Enfin, s'agissant des modalités de gestion du parc immobilier du ministère de la justice, nous avons regretté le manque de réflexion sur le recours à de nouveaux leviers d'économies, notamment en ce qui concerne la mutualisation des achats et l'externalisation de certaines prestations d'entretien des locaux. L'expérience nous a montré qu'il était possible d'externaliser efficacement la gestion de biens immobiliers ; à titre d'exemple, vingt-et-un conseils généraux ont confié à la Société nationale immobilière (SNI) la gestion des parcs immobiliers accueillant la gendarmerie nationale.

Pour terminer, nous avons estimé que le bilan immobilier de la réforme de la carte judiciaire devait nécessairement aborder la question des locaux restitués aux collectivités territoriales.

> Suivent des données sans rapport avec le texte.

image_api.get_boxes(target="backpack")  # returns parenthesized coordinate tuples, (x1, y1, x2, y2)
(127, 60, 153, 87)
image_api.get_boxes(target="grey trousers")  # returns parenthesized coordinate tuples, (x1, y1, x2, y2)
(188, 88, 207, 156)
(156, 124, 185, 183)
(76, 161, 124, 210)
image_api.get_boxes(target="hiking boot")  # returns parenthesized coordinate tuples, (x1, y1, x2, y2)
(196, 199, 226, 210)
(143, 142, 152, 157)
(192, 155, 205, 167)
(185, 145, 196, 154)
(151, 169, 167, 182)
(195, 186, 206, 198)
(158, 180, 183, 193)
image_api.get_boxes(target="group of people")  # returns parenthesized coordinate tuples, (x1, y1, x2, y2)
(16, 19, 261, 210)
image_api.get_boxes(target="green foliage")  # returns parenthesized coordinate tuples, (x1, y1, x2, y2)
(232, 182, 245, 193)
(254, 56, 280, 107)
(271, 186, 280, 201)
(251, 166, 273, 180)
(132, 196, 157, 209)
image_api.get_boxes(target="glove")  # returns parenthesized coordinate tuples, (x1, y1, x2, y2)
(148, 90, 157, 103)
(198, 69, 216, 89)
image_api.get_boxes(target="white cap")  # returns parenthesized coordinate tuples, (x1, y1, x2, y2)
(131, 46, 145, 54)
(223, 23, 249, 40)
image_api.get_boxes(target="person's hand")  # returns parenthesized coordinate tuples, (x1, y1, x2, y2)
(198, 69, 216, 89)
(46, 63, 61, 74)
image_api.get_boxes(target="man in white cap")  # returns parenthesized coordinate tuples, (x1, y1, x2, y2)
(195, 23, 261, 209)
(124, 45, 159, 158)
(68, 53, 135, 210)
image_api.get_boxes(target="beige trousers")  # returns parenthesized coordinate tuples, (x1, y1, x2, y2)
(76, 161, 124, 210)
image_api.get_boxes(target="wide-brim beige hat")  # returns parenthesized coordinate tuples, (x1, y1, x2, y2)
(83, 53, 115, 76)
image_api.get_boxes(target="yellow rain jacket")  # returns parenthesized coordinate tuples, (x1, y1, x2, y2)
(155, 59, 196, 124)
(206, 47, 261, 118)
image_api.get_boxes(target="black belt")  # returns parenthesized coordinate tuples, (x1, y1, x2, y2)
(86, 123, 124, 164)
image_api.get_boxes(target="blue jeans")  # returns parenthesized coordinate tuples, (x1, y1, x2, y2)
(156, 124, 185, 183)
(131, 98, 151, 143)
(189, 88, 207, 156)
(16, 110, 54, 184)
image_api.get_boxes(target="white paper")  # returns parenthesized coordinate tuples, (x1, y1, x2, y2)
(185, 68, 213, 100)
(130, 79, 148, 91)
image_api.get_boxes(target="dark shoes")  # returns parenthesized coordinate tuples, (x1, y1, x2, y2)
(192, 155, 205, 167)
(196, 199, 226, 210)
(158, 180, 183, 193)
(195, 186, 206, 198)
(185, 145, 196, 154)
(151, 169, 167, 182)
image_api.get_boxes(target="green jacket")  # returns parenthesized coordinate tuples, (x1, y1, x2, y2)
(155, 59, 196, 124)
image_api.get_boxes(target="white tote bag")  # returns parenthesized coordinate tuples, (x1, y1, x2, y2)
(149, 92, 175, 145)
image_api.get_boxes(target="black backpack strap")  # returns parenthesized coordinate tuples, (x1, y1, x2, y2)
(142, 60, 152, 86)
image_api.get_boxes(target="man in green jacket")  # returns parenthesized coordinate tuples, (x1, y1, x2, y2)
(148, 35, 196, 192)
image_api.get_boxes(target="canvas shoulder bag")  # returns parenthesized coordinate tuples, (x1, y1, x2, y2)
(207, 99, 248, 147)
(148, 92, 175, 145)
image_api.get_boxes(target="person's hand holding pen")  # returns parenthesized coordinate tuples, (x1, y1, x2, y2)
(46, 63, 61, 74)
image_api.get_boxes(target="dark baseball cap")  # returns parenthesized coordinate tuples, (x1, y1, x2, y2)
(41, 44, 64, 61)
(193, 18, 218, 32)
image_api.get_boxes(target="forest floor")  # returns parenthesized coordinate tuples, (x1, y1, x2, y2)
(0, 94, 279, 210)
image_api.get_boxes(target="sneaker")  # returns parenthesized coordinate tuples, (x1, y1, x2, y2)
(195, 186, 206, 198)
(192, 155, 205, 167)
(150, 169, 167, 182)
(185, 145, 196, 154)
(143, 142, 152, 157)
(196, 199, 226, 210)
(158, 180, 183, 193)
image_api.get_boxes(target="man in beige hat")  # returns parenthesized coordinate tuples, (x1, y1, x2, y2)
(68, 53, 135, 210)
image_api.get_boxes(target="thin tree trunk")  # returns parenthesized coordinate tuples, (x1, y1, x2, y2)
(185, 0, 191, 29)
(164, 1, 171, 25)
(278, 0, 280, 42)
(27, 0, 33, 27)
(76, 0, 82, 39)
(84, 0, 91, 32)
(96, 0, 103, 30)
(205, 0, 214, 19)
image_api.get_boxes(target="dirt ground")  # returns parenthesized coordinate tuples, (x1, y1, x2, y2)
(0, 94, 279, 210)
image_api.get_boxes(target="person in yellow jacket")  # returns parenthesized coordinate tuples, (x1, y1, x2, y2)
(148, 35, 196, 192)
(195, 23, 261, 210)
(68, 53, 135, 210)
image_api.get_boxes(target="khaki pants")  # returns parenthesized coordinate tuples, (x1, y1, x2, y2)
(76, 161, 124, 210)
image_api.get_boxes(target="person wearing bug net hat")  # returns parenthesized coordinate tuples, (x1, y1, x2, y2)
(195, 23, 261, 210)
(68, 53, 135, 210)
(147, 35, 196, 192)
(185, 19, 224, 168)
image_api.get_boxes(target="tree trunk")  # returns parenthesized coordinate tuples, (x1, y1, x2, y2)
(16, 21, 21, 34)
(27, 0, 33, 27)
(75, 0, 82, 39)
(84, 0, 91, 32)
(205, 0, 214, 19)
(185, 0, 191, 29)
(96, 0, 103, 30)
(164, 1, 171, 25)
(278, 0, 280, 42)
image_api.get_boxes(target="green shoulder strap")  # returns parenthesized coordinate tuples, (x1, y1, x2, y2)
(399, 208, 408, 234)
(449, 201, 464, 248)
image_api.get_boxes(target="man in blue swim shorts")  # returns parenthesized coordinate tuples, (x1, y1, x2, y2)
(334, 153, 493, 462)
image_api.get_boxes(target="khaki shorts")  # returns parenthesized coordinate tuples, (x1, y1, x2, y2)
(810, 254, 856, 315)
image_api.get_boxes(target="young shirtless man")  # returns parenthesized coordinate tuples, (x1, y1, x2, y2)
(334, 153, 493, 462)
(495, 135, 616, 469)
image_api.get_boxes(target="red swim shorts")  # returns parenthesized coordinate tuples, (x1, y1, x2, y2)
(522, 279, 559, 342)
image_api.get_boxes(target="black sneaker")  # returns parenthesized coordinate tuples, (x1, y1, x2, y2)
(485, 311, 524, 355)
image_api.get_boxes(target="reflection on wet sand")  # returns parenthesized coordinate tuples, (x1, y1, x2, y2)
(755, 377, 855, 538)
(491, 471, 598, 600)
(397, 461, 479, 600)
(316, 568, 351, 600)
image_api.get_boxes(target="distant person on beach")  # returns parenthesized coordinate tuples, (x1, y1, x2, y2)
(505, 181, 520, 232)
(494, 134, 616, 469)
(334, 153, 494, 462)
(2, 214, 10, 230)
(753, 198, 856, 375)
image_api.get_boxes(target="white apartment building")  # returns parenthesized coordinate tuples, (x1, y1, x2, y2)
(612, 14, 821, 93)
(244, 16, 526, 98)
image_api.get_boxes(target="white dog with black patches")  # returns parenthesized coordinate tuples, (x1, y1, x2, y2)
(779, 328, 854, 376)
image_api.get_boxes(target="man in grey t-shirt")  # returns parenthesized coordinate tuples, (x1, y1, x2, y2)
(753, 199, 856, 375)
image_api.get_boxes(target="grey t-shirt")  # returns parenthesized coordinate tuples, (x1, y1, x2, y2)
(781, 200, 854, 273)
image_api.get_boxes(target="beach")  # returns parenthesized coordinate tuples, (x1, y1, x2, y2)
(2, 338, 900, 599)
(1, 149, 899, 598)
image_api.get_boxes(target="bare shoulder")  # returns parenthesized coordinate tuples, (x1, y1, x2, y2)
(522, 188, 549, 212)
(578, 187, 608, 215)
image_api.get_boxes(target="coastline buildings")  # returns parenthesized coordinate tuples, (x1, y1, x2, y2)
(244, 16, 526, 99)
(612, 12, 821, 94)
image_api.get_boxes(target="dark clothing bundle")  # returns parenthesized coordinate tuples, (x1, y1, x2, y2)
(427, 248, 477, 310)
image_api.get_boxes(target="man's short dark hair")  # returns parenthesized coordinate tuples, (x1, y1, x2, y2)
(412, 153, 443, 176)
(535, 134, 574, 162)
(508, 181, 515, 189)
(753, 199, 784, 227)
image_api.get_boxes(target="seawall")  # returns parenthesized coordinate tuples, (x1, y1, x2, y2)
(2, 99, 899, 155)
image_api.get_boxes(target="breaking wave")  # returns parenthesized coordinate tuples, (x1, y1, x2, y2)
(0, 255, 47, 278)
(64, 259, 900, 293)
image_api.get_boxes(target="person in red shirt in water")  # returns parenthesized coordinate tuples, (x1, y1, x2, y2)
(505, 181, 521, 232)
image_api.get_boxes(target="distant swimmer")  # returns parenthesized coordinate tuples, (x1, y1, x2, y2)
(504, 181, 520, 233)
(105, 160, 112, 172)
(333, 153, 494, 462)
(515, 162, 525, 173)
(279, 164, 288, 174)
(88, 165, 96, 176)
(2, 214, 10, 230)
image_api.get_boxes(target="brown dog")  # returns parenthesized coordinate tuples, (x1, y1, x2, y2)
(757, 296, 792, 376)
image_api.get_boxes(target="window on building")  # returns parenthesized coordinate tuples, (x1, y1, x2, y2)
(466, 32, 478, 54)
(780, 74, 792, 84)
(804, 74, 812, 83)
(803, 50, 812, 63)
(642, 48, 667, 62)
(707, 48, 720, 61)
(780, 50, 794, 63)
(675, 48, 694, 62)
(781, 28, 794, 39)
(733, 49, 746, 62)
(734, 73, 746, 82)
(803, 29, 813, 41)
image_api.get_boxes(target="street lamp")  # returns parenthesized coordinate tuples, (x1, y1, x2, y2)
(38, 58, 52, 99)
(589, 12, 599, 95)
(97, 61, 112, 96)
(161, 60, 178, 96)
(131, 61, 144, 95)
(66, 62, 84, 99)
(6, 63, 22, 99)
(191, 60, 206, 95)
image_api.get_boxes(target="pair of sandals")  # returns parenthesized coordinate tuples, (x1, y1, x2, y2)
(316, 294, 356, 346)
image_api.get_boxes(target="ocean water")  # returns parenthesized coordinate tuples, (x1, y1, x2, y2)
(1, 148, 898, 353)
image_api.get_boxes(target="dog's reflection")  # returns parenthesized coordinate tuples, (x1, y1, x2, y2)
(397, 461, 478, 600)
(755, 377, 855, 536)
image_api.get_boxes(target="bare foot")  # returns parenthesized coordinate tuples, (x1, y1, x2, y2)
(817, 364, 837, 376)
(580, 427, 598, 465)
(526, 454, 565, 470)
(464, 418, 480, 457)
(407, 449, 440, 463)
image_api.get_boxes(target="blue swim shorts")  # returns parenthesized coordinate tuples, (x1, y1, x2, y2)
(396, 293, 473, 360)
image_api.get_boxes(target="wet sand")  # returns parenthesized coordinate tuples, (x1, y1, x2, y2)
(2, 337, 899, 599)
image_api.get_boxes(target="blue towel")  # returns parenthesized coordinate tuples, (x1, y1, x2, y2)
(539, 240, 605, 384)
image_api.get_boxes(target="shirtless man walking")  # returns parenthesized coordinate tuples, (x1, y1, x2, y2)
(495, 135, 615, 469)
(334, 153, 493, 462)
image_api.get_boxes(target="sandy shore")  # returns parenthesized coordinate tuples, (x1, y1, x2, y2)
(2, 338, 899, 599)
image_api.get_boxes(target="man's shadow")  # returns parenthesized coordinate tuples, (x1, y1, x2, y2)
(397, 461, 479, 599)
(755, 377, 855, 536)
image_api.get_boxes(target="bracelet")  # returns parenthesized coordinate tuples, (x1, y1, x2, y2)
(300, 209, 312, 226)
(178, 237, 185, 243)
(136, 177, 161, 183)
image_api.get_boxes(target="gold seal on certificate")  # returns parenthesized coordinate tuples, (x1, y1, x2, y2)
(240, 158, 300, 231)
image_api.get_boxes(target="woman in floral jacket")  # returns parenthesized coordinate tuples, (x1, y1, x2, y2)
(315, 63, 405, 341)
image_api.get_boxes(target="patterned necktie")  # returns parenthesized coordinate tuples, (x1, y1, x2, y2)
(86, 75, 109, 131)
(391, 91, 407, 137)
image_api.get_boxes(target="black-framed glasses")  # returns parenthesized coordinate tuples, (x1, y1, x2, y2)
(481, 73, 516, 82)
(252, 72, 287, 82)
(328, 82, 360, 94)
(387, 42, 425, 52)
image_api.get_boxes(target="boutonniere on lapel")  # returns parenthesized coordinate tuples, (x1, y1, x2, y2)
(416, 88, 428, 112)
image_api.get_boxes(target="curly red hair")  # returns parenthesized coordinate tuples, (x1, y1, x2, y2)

Lors du déploiement de la nouvelle carte judiciaire, 223 immeubles ont été rétrocédés aux collectivités. Ces dernières ne semblent pas avoir bénéficié d'une assistance spécifique des services de l'Etat à la suite de la remise des implantations abandonnées, ce que certains élus locaux interrogés ont regretté.

A cet égard, il faut souligner les difficultés qui peuvent être rencontrées lors de la reconversion, et notamment de la vente, de ces biens spécifiques que sont les locaux judiciaires. Ces difficultés sont liées à l'agencement des immeubles, voire à leur éventuel classement ou inscription au titre des monuments historiques.

C'est la raison pour laquelle nombre d'anciennes implantations judiciaires ont été transformées en maisons de la justice et du droit. Cependant, certains palais de justice ont pu faire l'objet de reconversions plus originales. Ainsi, le tribunal d'instance d'Avallon, dans l'Yonne, a été racheté en 2011 par des brocanteurs qui ont transformé le bâtiment en lieu d'exposition et en habitation.

Bien qu'elle ne s'inscrive pas dans le cadre de la réforme de la carte judiciaire, la reconversion de l'ancien palais de justice de Nantes a constitué un cas intéressant. En effet, le conseil général de Loire-Atlantique a consenti un bail de longue durée à une société privée afin d'y installer un hôtel quatre étoiles de 136 chambres et intégrant un espace culturel. Le projet nantais paraît avoir constitué une source d'inspiration puisque le conseil général d'Indre-et-Loire semble vouloir également reconvertir l'ancien tribunal d'instance de Loches en hôtel trois étoiles.

Certaines collectivités territoriales nous ont aussi indiqué envisager de transformer les locaux judiciaires abandonnés en lieux à vocation touristique ou culturelle, comme des salles d'exposition, ou encore des salles de ventes.

Pour conclure, nos travaux ont permis de montrer que la réforme de la carte judiciaire présentait un bilan immobilier globalement positif, mais aussi que la politique immobilière du ministère de la justice et, de manière plus générale, de l'Etat restait encore à bâtir. Les travaux auxquels j'ai pu participer au titre tant du Conseil immobilier de l'Etat, auquel j'appartiens, que de la mission « Gestion du patrimoine immobilier de l'Etat », m'ont conduit à constater que l'Etat peinait à connaître son parc domanial, à l'entretenir et à anticiper les dépenses y afférent. Des leviers d'économies existent encore et devront être actionnés au plus vite, alors que la gestion économe des deniers est aujourd'hui, plus que jamais, essentielle.